VARselect(vardata, lag.max = 9, type = "both", season=4)
## $selection
## AIC(n) HQ(n) SC(n) FPE(n)
## 2 1 1 2
##
## $criteria
## 1 2 3 4
## AIC(n) -1.573679e+01 -1.580052e+01 -1.561701e+01 -1.542691e+01
## HQ(n) -1.542850e+01 -1.537662e+01 -1.507750e+01 -1.477178e+01
## SC(n) -1.495971e+01 -1.473204e+01 -1.425712e+01 -1.377561e+01
## FPE(n) 1.468800e-07 1.385142e-07 1.679024e-07 2.059033e-07
## 5 6 7 8
## AIC(n) -1.534359e+01 -1.528366e+01 -1.520204e+01 -1.517417e+01
## HQ(n) -1.457286e+01 -1.439732e+01 -1.420008e+01 -1.405661e+01
## SC(n) -1.340089e+01 -1.304956e+01 -1.267653e+01 -1.235726e+01
## FPE(n) 2.283760e-07 2.493967e-07 2.810094e-07 3.035711e-07
## 9
## AIC(n) -1.504246e+01
## HQ(n) -1.380928e+01
## SC(n) -1.193414e+01
## FPE(n) 3.690039e-07
The output above illustrates the lag length selected by all the criteria in the VARS package. VAR(1) was selected by SC as well as HQ, while VAR(2) was selected by AIC and FPE. Since there is a discrepancy, we will fit VAR(1) first.
var1 <- VAR(vardata, p=1, type="both", season=4)
serial.test(var1, lags.pt=16, type="PT.asymptotic")
##
## Portmanteau Test (asymptotic)
##
## data: Residuals of VAR object var1
## Chi-squared = 108.84, df = 135, p-value = 0.9523
var2 <- VAR(vardata, p=2, type="both", season=4)

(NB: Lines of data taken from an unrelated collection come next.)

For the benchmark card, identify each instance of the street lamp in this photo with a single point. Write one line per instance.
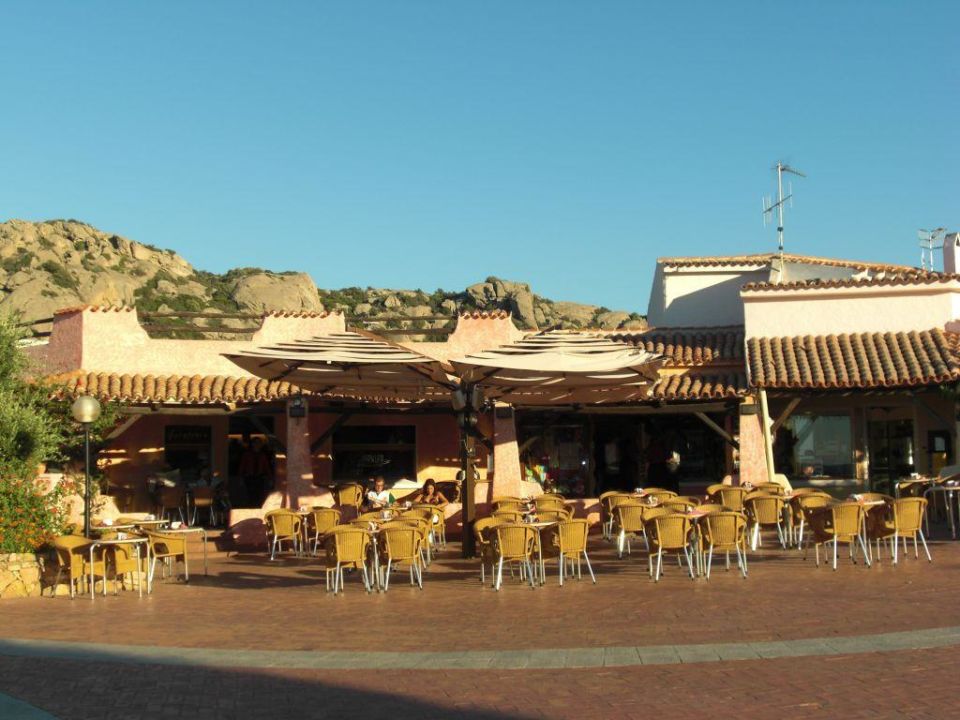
(86, 410)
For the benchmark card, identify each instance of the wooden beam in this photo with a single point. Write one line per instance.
(258, 424)
(230, 316)
(155, 327)
(128, 422)
(336, 425)
(784, 416)
(708, 421)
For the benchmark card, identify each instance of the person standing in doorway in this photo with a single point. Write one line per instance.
(658, 455)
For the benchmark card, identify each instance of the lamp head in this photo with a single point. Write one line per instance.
(85, 409)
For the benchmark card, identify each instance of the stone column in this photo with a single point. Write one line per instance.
(753, 458)
(299, 466)
(507, 475)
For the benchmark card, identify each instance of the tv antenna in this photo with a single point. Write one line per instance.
(930, 240)
(769, 207)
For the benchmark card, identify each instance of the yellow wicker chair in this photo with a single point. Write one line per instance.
(169, 547)
(322, 521)
(73, 557)
(550, 502)
(799, 505)
(628, 523)
(513, 516)
(764, 510)
(346, 547)
(731, 496)
(283, 526)
(486, 546)
(608, 502)
(350, 495)
(668, 533)
(769, 488)
(837, 523)
(514, 544)
(906, 521)
(725, 531)
(658, 494)
(568, 543)
(425, 527)
(400, 543)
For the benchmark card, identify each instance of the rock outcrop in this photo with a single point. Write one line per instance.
(45, 266)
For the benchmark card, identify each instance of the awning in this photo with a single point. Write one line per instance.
(562, 368)
(348, 364)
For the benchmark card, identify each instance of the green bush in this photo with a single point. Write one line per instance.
(33, 429)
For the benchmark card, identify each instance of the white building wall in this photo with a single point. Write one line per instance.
(854, 310)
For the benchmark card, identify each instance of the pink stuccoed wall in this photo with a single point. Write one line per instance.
(111, 340)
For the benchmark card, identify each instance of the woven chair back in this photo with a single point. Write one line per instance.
(765, 508)
(724, 529)
(348, 544)
(629, 516)
(671, 531)
(325, 519)
(401, 543)
(658, 494)
(769, 488)
(712, 508)
(846, 519)
(283, 523)
(908, 514)
(572, 536)
(515, 541)
(350, 495)
(730, 495)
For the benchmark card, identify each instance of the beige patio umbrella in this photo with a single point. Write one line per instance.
(561, 368)
(350, 364)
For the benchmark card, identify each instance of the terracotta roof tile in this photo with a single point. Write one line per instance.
(485, 314)
(700, 386)
(906, 277)
(692, 347)
(187, 389)
(93, 308)
(858, 360)
(763, 259)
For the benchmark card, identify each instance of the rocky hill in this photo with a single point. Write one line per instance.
(48, 265)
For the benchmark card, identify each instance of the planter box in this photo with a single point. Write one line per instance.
(19, 575)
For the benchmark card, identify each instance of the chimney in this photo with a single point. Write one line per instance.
(951, 253)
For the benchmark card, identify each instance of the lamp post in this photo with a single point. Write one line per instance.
(86, 410)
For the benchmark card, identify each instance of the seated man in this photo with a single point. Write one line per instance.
(379, 497)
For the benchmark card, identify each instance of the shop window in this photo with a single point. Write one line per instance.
(364, 451)
(188, 448)
(818, 445)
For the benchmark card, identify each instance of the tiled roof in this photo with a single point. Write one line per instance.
(689, 346)
(763, 259)
(862, 360)
(695, 385)
(192, 389)
(483, 314)
(908, 277)
(93, 308)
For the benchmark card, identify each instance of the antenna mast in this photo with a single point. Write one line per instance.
(769, 207)
(930, 240)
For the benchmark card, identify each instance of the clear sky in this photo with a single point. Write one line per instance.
(433, 143)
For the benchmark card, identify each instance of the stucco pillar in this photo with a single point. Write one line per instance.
(299, 467)
(507, 475)
(753, 457)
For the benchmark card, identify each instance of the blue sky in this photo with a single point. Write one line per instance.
(425, 144)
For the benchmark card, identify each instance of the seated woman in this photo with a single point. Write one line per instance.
(429, 495)
(379, 497)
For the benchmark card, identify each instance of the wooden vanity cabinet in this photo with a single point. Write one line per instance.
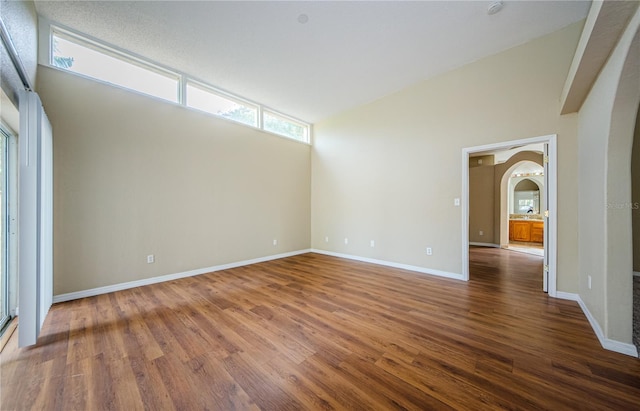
(526, 231)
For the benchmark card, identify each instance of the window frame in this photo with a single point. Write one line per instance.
(109, 51)
(284, 117)
(223, 94)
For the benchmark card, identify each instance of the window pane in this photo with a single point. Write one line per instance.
(211, 102)
(285, 127)
(101, 65)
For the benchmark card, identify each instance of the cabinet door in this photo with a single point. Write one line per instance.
(522, 231)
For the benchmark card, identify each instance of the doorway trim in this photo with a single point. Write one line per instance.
(550, 247)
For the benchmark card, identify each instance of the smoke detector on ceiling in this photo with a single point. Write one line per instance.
(495, 7)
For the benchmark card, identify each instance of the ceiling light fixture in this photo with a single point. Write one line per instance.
(495, 7)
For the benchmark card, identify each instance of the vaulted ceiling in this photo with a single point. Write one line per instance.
(313, 59)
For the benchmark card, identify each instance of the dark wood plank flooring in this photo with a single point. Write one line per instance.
(317, 332)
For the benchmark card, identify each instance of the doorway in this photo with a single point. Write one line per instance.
(525, 201)
(549, 217)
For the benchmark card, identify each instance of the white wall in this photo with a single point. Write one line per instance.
(21, 22)
(389, 171)
(135, 176)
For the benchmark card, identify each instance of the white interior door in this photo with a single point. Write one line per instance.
(35, 225)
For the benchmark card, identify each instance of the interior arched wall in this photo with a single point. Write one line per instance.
(605, 133)
(502, 173)
(619, 221)
(635, 194)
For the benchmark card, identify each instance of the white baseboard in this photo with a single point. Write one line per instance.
(422, 270)
(484, 244)
(169, 277)
(611, 345)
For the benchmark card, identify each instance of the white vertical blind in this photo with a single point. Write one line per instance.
(35, 253)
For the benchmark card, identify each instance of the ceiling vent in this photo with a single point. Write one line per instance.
(495, 7)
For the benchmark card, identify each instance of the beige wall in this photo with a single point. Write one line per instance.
(389, 171)
(482, 203)
(486, 206)
(501, 211)
(606, 122)
(135, 176)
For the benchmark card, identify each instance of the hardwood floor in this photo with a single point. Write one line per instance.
(318, 332)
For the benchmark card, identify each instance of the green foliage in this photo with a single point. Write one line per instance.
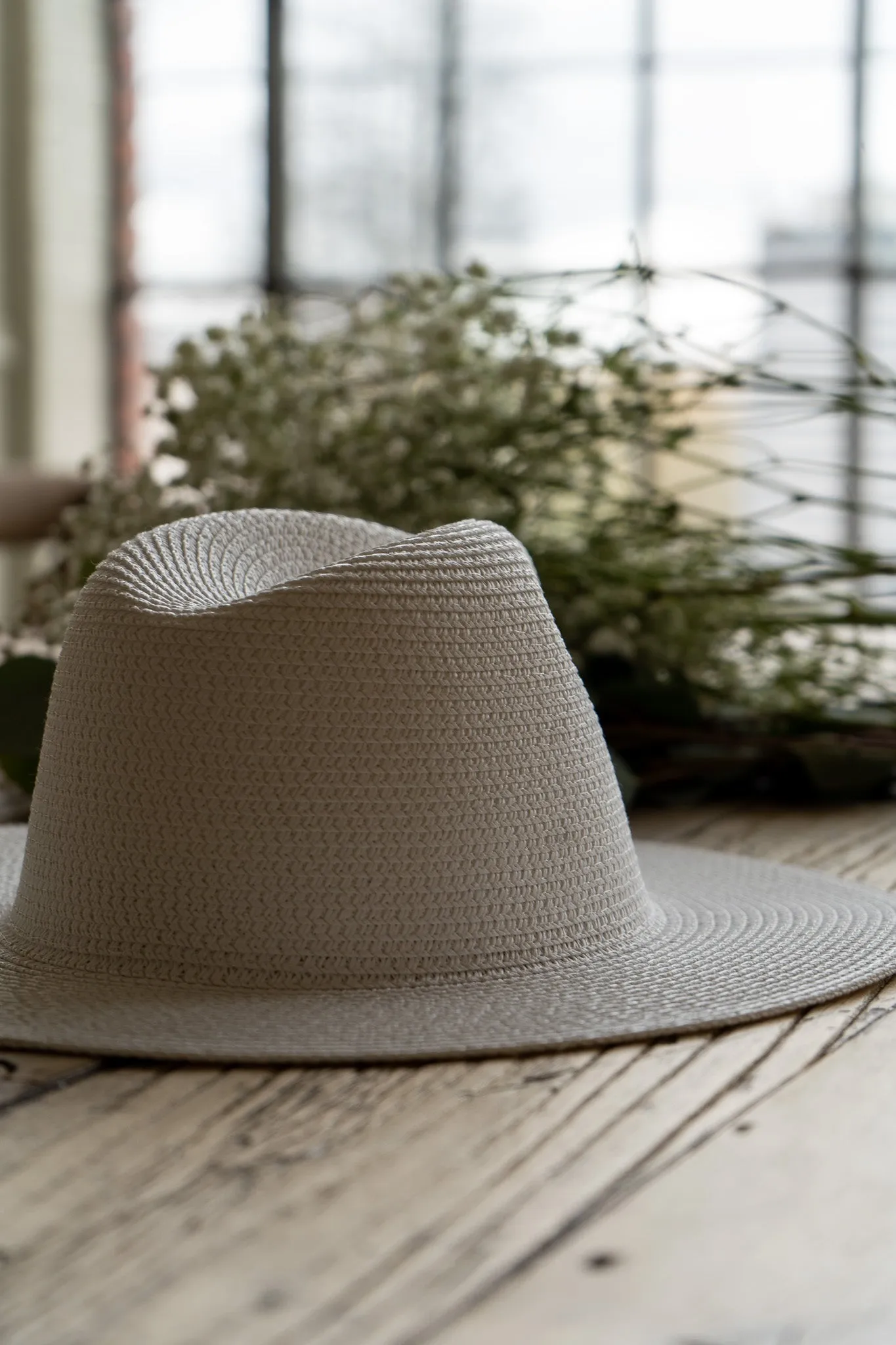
(436, 399)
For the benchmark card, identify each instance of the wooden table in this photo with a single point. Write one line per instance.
(735, 1188)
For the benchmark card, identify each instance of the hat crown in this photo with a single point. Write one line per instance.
(299, 749)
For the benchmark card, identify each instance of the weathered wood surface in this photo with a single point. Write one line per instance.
(720, 1189)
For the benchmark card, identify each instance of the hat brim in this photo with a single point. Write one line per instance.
(734, 939)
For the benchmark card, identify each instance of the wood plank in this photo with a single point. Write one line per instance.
(382, 1206)
(784, 1229)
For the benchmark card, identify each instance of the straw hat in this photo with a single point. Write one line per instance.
(316, 790)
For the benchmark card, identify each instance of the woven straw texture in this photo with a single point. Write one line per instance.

serial.test(var2, lags.pt=16, type="PT.asymptotic")
##
## Portmanteau Test (asymptotic)
##
## data: Residuals of VAR object var2
## Chi-squared = 93.623, df = 126, p-value = 0.9862
The residuals for boths models pass the test since the p-value was greater than 0.05.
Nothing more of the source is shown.